Back to insights

Enterprise Technology and the Jobless Recovery

Nate Lentz
January 7, 2011

Many people look at the current economic indicators and shake their heads.   Unemployment just under 10%, consumer debt issues lingering, over 3 million additional home foreclosures expected in the next 12 to 18 months, yet the Dow is close to or above where it was when the financial crisis hit in the third quarter of 2008.

How is it that business has recovered and jobs have not?

I came across an article written by the consultancy, Oxford Analytics, which was published on almost 18 months ago.   This article gave predictions for the jobless recovery and the reason for it.  I have pulled some key points:

“ Jobless recovery. Economic theory offers a possible explanation as to why the effect of downturns on labor demand can be extremely long-lived or, in other words, why recovery, in effect, can be ‘jobless’:

–When there is a downturn in economic activity, employment rates fall (i.e., jobs are lost) and companies stop investing in new technology.

–However, since the innovation cycle is much longer than most downturns in the business cycle, the rate of innovation in the economy is not overly affected–new discoveries continue to be made.

–This means that when demand starts to recover, surviving companies have the option to buy into the latest technology.

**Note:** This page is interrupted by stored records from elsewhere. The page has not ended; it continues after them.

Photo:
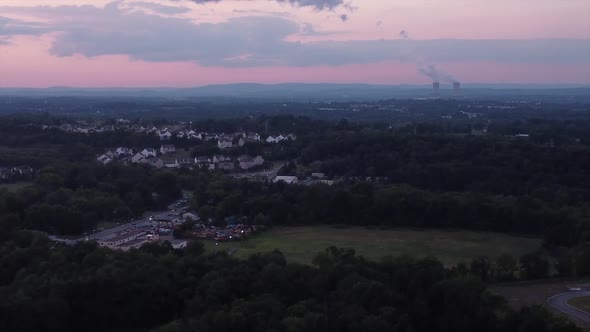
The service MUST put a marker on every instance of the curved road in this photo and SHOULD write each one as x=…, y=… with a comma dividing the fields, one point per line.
x=559, y=302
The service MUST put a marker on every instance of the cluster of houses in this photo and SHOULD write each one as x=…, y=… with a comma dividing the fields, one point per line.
x=181, y=130
x=134, y=238
x=153, y=157
x=16, y=173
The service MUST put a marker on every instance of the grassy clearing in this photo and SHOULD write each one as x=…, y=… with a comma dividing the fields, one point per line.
x=14, y=187
x=582, y=303
x=301, y=244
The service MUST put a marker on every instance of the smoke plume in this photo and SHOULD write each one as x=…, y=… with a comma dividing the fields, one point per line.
x=429, y=70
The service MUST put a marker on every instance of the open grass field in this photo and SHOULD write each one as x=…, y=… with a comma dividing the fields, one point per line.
x=13, y=187
x=301, y=244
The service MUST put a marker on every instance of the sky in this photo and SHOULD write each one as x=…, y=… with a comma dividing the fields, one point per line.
x=185, y=43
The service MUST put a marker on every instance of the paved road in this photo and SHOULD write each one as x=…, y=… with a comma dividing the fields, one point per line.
x=268, y=174
x=139, y=223
x=559, y=302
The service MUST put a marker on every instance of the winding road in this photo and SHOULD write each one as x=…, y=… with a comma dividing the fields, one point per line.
x=560, y=302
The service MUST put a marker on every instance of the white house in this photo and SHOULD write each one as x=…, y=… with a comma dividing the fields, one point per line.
x=157, y=163
x=172, y=165
x=202, y=160
x=165, y=135
x=220, y=158
x=178, y=244
x=149, y=153
x=227, y=165
x=286, y=179
x=104, y=159
x=247, y=162
x=191, y=216
x=138, y=158
x=253, y=137
x=225, y=143
x=167, y=148
x=123, y=152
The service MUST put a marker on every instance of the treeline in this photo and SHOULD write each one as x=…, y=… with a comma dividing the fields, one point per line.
x=71, y=198
x=47, y=287
x=494, y=164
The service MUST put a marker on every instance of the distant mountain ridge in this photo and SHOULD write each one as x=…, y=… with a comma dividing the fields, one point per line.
x=298, y=91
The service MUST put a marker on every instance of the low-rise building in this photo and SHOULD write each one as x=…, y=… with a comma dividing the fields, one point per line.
x=167, y=148
x=247, y=162
x=286, y=179
x=118, y=240
x=225, y=143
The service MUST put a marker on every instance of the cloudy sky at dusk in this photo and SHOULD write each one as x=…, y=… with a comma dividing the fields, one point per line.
x=180, y=43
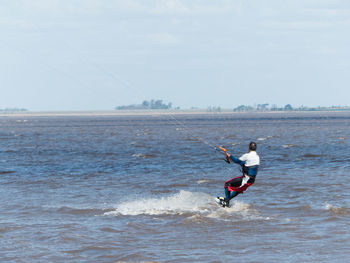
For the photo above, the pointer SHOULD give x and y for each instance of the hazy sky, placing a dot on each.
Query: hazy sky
(98, 54)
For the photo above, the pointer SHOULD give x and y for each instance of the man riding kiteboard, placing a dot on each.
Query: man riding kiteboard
(250, 164)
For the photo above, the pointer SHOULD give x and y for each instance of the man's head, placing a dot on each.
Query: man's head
(252, 146)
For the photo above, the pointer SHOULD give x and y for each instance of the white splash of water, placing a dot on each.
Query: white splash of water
(184, 202)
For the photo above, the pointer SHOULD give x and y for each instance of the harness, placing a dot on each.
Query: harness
(250, 171)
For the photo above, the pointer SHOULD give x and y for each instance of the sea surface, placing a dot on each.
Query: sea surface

–Those that do so soonest are likely to be the most competitive and hence best able to increase productivity.

–For a time, companies can increase production by investing in new technologies, and thus delay re-hiring people. “

As enterprise technology investors, we at Osage Ventures have had the opportunity to see the impact of the recession and recovery on a variety of portfolio companies as well as on hundreds of businesses who come to us seeking capital.  What we have seen, especially over the last twelve months, is strong confirmation of these predictions.  Corporations that typically purchase technology from our portfolio companies are indeed opting to spend dollars to improve productivity through technology investment instead of hiring or rehiring and that the prediction of 18 months ago is being realized to the detriment of the American worker and to the benefit of enterprise technology innovators.

To extend this thought further, one could argue that the cutting of people and the temporary freeze on technology spending shifted the status quo for IT departments and that when spending on technology was restarted, it was done with a sense of urgency that this spending must be efficient, must address the most critical corporate issues, and must be focused on step change, not incremental innovation  –  innovation which had continued to evolve and to push forward during the recession

We believe that the benefits of this corporate technology spending shift will accrue to the new innovators in enterprise technology and not the traditional legacy technology providers, thus creating a very attractive investing environment in the foreseeable future.